Perhaps the most extreme example of the cartel-like arrangement in these sports is the cooperation by colleges with the professional basketball and football drafts of college students. For example, when the NFL has its annual draft, each eligible player is selected by one team; all teams agree they will not offer jobs to draftees of other teams. If a player is drafted by Cleveland but wants to play in New York, his only option is to try to persuade Cleveland’s management to trade him to New York. 

Americans wouldn’t tolerate such an arrangement anywhere else. Imagine if colleges gave the right to hire their electrical engineering graduates to a group of employers who would, one by one, have exclusive rights to negotiate with each graduate. The graduate would have to accept employment with the employer that “drafted” him, or search for a job outside electrical engineering. No one would think that fair, but the public accepts such a practice for sports.

There is a way to treat athletes in revenue sports fairly: pay them competitive salaries, just as coaches and other employees are paid. The best players would receive higher pay than average players, just as more productive employees do in many occupations. As a result of competition, some of the revenue now controlled by athletic directors and the NCAA would be transferred to the athletes who have a critical role in generating it.

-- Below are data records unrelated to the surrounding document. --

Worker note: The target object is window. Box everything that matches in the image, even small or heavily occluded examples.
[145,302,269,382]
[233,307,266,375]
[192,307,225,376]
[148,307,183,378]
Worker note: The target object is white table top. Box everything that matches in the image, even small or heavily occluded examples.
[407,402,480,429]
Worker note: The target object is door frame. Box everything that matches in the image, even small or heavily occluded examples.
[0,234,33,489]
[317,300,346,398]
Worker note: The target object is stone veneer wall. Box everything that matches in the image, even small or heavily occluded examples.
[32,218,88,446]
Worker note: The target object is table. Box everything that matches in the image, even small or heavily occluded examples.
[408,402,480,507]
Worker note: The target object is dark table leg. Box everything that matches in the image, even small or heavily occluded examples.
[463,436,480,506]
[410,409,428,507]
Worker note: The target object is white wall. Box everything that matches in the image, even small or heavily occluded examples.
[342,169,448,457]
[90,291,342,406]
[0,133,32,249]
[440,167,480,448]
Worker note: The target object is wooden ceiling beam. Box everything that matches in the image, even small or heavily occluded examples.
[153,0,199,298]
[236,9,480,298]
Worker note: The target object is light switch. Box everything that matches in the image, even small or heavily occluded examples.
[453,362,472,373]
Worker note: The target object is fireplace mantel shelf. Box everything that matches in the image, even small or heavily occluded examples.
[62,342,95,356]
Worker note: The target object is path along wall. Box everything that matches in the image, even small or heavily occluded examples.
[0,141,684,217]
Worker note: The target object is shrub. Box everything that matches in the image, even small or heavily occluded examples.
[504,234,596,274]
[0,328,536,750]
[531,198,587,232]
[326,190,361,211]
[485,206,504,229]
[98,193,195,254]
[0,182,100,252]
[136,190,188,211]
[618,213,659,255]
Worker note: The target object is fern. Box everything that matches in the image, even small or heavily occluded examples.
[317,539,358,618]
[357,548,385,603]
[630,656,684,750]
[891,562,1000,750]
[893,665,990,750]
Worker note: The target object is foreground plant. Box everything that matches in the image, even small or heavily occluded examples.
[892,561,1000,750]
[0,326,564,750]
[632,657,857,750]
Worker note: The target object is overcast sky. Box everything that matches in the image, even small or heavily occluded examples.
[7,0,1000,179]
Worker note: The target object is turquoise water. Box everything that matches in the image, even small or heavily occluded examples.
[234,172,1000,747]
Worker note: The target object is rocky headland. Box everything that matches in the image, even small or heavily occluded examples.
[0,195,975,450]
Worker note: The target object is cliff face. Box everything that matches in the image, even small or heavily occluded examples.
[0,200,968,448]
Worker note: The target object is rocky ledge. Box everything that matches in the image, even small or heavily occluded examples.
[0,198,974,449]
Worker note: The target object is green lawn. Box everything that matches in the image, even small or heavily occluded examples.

Of course, many fans enjoy college sports specifically because they are extensively regulated to maintain the facade of the noble scholar-athlete and minimize the money game. But NCAA rules don’t minimize as much as mask: competition for talent still exists, it just takes forms more esoteric and inefficient than cash transfers.

I doubt that a truly competitive labor market for student athletes would be beneficial for the University of Arizona. We lost promising recruits like Jeff Withey, Brandon Jennings, and Emmanuel Negedu even under the current rules, and we can probably thank the cartel agreement for absorbing some of the impact of Olson’s unexpected retirement. But scrapping the college cartel would certainly compensate student athletes much more fairly for their significant, largely unpaid contributions to sports prestige and university coffers. Anyone at the Social Justice Center care to take up the cause?